Franz Bartelt pratique un humour à froid, pince sans rire, caustique parfois, et ce roman poulpesque nous change des inévitables aventures contre des fascistes que Gabriel Lecouvreur est amené à vivre. Au fin fond des Ardennes, dans une ambiance bucolique, Gabriel Lecouvreur est investi par son nouveau personnage. Et il se rend compte qu'Amadeo prend le pas sur Gabriel, devenant une sorte de Docteur Jekill et Mister Hyde, dans sa façon de penser et de réagir.
Et Franz Bartelt n'applique pas à la lettre la Bible du Poulpe telle qu'elle avait été édictée afin de donner une cohérence à l'ensemble. Pas de Polikarpov, pas de Cheryl, un tout petit peu de Pedro, un tout petit peu de Gérard, et beaucoup de bières. De toute façon il est encouragé par Versus Bellum :
Il faut respecter le rituel mis au point par nos anciens. On ne cause jamais avant d'avoir bu la deuxième bouteille. Jamais. Il faut le temps de s'humecter les papilles, de se décrasser les chicots, de se délier la langue. Les fondamentalistes soutiennent même qu'on ne commence à bien causer qu'en décapsulant la quatrième.
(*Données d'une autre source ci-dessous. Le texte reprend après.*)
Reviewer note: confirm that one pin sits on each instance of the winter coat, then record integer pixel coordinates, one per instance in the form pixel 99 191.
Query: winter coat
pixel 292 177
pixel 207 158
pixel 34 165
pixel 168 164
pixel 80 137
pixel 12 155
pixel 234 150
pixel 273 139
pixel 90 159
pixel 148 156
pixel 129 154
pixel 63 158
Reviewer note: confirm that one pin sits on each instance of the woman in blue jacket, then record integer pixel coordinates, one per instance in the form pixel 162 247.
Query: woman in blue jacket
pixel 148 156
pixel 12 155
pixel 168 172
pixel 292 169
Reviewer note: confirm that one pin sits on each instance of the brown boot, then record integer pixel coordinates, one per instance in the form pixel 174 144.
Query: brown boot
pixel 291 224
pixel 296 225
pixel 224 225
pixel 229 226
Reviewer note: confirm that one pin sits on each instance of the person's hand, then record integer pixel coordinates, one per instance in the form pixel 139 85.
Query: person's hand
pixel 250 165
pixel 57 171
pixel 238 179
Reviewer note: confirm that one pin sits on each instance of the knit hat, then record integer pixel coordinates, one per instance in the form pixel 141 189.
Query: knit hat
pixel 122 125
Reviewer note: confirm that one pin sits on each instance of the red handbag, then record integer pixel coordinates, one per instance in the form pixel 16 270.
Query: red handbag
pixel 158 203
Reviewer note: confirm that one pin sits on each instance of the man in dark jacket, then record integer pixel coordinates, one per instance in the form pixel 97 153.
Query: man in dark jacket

Ceux qui ont déjà goûté aux ouvrages de Franz Bartelt ne seront pas désarçonnés. Un univers légèrement décalé, et surtout une écriture, un langage savoureux, recherché, sans pour autant tomber dans le burlesque. Plutôt dans un genre baroque mais qui possède un fond social, et l'épilogue est là pour nous le prouver.
Franz BARTELT : La bonne a tout fait. Le Poulpe N°282. Editions Baleine. Parution Octobre 2013. 172 pages. 9,50€.